This page is no longer maintained — Please continue to the home page at www.scala-lang.org

Best choice for asynchronous lazy map / cache in Scala?

9 replies

Mon, 2010-03-08, 17:03

Matthias

Joined: 2010-03-08,

Hi,
I have a typical use case:- An object offers map-like access to other objects which I will call values, in a key/value manner.- Those values are static and could in theory be generated on the fly each time they are requested. - In practice, generating the values can be so resource consuming that caching them is a requirement.- The cache must be thread safe.
My first try was to use a
new HashMap[X,Y] with SynchronizedMap[X,Y]
and then call "getOrElseUpdate". However, this approach has several problems.
Problem 1: Every access that causes a value to be generated will block all other threads trying to access values.Problem 2: The thread that generates a value is on the map's monitor. This can cause deadlocks when at least two maps of this kind are involved, and if those can be inter-dependent.
Currently, I am just about to write my own map trait for these kinds of use cases. I just want to ask you if you have a better idea. Is there any type which I can use that already does that? - I know, there are probably many many Java class libraries out there that provide that kind of functionality. But I don't really want to include a huge library with god-knows-how-many-classes just for such a relatively simple use cases. I'd rather write that trait by myself. But hey, maybe I missed a type in the basic Scala library that I could use, or someone has made such a type that I could easily integrate in my project without having to adapt a huge library.
Just to give you a brief idea of what I am going to do: I will create a trait that is similar to SynchronizedMap. However, it does not simply synchronize every single access to the map. Those accesses that might block a thread (because they trigger a value generating process) will behave like this:
- Get a generator thread for the requested key, or create one if it does not exist.- If the generator thread already existed, join with it, waiting for it to finish, and after it finished return the value that it generated. - If the generator thread did not yet exist, start it, wait for it to finish, and return the value that it generated.
It is very important that the last two steps (waiting for the generator) do not keep the monitor (i.e., synchronize on) the map. When done this way, thread deadlocks cannot happen.
I've written similar classes in Java already, but I'd like to do it again in Scala. Unless anyone can point me to a good already existing implementation, that is.
Thanks! Madoc.

Mon, 2010-03-08, 17:17

#1

ounos

Joined: 2008-12-29,

Re: Best choice for asynchronous lazy map / cache in Scala?

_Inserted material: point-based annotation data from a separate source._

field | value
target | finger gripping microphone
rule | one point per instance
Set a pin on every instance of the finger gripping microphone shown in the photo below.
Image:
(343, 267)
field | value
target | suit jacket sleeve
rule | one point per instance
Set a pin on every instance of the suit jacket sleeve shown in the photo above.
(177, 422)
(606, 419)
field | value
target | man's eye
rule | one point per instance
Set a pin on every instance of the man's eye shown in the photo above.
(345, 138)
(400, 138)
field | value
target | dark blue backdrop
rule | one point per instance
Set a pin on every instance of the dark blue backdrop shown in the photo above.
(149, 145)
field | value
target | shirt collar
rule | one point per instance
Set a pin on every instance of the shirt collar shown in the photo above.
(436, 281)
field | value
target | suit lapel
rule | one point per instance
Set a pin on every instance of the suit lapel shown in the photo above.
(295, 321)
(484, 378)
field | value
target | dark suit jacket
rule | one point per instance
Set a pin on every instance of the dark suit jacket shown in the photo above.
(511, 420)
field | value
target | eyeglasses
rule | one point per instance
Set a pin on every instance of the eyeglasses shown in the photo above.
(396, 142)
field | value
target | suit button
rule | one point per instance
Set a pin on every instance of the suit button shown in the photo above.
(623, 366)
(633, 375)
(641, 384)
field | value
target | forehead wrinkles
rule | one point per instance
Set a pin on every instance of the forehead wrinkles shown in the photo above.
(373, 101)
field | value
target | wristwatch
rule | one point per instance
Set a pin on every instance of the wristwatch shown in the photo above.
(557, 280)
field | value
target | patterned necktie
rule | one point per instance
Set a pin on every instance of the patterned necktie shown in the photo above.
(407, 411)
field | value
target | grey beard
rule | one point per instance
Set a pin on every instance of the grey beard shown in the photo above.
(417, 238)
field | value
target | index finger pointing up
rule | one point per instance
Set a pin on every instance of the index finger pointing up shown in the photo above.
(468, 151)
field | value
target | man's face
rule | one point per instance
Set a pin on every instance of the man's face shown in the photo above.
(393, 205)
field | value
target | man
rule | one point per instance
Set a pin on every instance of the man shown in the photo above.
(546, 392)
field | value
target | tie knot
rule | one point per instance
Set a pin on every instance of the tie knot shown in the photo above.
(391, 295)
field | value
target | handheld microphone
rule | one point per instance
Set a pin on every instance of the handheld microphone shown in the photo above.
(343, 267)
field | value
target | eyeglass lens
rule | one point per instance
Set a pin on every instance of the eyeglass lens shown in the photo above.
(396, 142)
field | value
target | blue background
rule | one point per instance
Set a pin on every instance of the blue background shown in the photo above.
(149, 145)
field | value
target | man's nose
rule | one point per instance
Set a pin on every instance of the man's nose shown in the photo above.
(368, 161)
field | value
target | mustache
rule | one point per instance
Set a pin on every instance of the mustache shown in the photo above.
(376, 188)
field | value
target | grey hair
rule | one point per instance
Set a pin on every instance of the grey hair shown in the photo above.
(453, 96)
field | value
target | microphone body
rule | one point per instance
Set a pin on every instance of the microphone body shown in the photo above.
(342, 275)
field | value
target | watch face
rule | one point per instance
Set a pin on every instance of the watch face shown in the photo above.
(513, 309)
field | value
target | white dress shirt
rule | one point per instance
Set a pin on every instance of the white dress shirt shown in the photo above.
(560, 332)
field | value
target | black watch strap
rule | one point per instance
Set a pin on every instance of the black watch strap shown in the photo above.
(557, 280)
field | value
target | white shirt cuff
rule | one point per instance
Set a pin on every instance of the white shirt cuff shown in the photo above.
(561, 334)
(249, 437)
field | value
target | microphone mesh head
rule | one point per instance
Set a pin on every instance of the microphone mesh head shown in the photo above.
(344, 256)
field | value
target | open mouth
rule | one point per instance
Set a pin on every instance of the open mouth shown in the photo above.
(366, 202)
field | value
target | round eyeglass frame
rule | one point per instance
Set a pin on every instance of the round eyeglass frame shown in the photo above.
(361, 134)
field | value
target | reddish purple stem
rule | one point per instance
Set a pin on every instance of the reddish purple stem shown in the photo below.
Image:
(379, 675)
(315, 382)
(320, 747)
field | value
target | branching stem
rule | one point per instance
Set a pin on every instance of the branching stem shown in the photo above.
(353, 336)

As far as I know, the best async lazy map in scala is...the MapMaker of google collections: http://code.google.com/p/google-collections/
Lets not forget that a selling point of scala is the ability to leverage existing java libraries, instead of having to rewrite everything. Why not spend the time building something new?

Dimitris
2010/3/8 Matthias <madocdoyu [at] gmail [dot] com>

Hi,
I have a typical use case:- An object offers map-like access to other objects which I will call values, in a key/value manner.- Those values are static and could in theory be generated on the fly each time they are requested. - In practice, generating the values can be so resource consuming that caching them is a requirement.- The cache must be thread safe.
My first try was to use a
new HashMap[X,Y] with SynchronizedMap[X,Y]
and then call "getOrElseUpdate". However, this approach has several problems.
Problem 1: Every access that causes a value to be generated will block all other threads trying to access values.Problem 2: The thread that generates a value is on the map's monitor. This can cause deadlocks when at least two maps of this kind are involved, and if those can be inter-dependent.
Currently, I am just about to write my own map trait for these kinds of use cases. I just want to ask you if you have a better idea. Is there any type which I can use that already does that? - I know, there are probably many many Java class libraries out there that provide that kind of functionality. But I don't really want to include a huge library with god-knows-how-many-classes just for such a relatively simple use cases. I'd rather write that trait by myself. But hey, maybe I missed a type in the basic Scala library that I could use, or someone has made such a type that I could easily integrate in my project without having to adapt a huge library.
Just to give you a brief idea of what I am going to do: I will create a trait that is similar to SynchronizedMap. However, it does not simply synchronize every single access to the map. Those accesses that might block a thread (because they trigger a value generating process) will behave like this:
- Get a generator thread for the requested key, or create one if it does not exist.- If the generator thread already existed, join with it, waiting for it to finish, and after it finished return the value that it generated. - If the generator thread did not yet exist, start it, wait for it to finish, and return the value that it generated.
It is very important that the last two steps (waiting for the generator) do not keep the monitor (i.e., synchronize on) the map. When done this way, thread deadlocks cannot happen.
I've written similar classes in Java already, but I'd like to do it again in Scala. Unless anyone can point me to a good already existing implementation, that is.
Thanks! Madoc.

Mon, 2010-03-08, 17:37

#2

Dave Griffith

Joined: 2009-01-14,

Re: Best choice for asynchronous lazy map / cache in Scala?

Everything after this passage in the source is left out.